Any recovery next year will likely be accompanied by volatility as markets test the staying power of the early indications of a rebound — just as 2008 saw the market go on a bumpy ride searching for a bottom.
"It wasn't necessarily a buy-and-hold year in 2008," Forester said. "And I think that 2009 will be the same."
In an otherwise battered financial sector where big banks have been hit the hardest, Ellison is confident his small bank investment niche will continue to perform relatively well. Smaller players won't face as much uncertainty in 2009, given the likelihood that regulators will rewrite investment and accounting rules to prevent some of the abuses that led to the financial meltdown.
"The little guys didn't do any of that stuff," Ellison said. "So they didn't have all the complicated and aggressive accounting schemes that are going to be regulated away."

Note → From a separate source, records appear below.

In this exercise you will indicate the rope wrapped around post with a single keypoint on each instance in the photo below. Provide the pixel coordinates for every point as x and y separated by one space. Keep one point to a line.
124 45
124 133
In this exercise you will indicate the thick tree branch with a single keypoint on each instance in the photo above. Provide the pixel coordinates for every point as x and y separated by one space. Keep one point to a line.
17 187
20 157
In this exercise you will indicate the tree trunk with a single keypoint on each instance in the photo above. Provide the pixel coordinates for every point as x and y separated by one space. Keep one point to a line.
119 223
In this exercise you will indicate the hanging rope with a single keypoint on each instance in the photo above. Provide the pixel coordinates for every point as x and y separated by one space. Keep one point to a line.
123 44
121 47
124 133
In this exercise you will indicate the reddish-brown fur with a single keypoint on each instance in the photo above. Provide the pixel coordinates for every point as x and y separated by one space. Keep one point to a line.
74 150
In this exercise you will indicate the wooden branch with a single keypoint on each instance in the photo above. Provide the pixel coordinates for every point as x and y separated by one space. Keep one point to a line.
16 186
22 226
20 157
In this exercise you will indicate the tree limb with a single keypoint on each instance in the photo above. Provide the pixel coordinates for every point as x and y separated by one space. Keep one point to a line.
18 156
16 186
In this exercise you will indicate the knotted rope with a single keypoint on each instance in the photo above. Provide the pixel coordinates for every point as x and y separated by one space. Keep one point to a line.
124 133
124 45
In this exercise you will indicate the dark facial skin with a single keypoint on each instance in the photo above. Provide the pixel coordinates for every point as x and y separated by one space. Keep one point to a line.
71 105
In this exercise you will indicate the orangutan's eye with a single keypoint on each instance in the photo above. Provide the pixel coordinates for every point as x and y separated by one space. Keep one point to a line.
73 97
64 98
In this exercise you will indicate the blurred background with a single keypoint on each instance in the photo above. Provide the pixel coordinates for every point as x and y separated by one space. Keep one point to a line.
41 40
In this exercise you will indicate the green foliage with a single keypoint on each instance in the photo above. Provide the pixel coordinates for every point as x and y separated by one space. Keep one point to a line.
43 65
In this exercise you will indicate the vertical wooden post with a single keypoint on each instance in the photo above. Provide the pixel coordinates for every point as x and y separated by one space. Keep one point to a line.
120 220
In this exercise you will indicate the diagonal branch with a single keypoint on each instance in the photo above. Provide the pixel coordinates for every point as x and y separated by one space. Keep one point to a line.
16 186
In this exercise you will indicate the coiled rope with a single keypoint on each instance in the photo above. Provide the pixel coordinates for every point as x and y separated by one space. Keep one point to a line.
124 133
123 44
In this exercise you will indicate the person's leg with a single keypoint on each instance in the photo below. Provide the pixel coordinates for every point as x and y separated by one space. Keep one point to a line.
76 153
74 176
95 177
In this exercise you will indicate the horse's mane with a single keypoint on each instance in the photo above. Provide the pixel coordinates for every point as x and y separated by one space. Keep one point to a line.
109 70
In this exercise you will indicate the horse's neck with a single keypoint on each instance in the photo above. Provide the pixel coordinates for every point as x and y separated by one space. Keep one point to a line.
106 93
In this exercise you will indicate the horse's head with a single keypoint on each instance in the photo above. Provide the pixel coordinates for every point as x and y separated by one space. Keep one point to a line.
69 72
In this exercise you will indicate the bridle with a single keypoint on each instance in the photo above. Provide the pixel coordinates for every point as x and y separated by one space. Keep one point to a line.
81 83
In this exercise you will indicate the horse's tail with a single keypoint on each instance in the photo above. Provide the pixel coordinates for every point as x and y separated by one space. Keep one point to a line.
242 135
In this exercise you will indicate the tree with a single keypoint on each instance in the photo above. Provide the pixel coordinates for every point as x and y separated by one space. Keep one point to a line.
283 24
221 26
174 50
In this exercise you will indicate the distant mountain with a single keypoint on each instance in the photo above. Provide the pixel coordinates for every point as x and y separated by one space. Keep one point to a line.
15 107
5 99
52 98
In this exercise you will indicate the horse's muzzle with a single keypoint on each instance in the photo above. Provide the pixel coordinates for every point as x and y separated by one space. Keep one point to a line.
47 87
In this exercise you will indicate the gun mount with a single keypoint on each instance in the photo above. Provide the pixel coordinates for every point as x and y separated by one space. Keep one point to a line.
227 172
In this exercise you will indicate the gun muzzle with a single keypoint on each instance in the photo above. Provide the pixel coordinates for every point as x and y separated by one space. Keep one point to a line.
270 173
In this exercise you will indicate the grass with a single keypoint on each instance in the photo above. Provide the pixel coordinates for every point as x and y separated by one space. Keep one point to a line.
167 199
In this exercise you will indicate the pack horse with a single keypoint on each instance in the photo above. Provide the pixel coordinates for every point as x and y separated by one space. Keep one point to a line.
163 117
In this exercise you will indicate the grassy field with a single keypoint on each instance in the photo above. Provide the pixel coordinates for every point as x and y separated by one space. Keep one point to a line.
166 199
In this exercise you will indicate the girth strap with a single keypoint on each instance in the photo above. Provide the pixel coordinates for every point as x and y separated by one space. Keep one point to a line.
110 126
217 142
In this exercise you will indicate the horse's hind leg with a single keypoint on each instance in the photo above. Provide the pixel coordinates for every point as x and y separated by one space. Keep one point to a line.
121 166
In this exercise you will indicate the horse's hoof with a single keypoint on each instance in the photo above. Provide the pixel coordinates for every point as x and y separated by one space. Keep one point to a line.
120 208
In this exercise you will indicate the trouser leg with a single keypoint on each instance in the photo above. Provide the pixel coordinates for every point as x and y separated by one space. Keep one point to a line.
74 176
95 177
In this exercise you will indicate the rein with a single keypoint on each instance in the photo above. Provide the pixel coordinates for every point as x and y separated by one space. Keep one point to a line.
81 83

But Ellison doesn't believe big profits are just around the corner for small banks. There are too many uncertainties in the economy, and currently low borrowing rates for everything from mortgages to auto loans will pressure all banks' bottom lines. So for now, Ellison hopes to keep plenty of cash on the sidelines.
"I think unaffordable mortgages are still going to chew on the economy for a while," he said.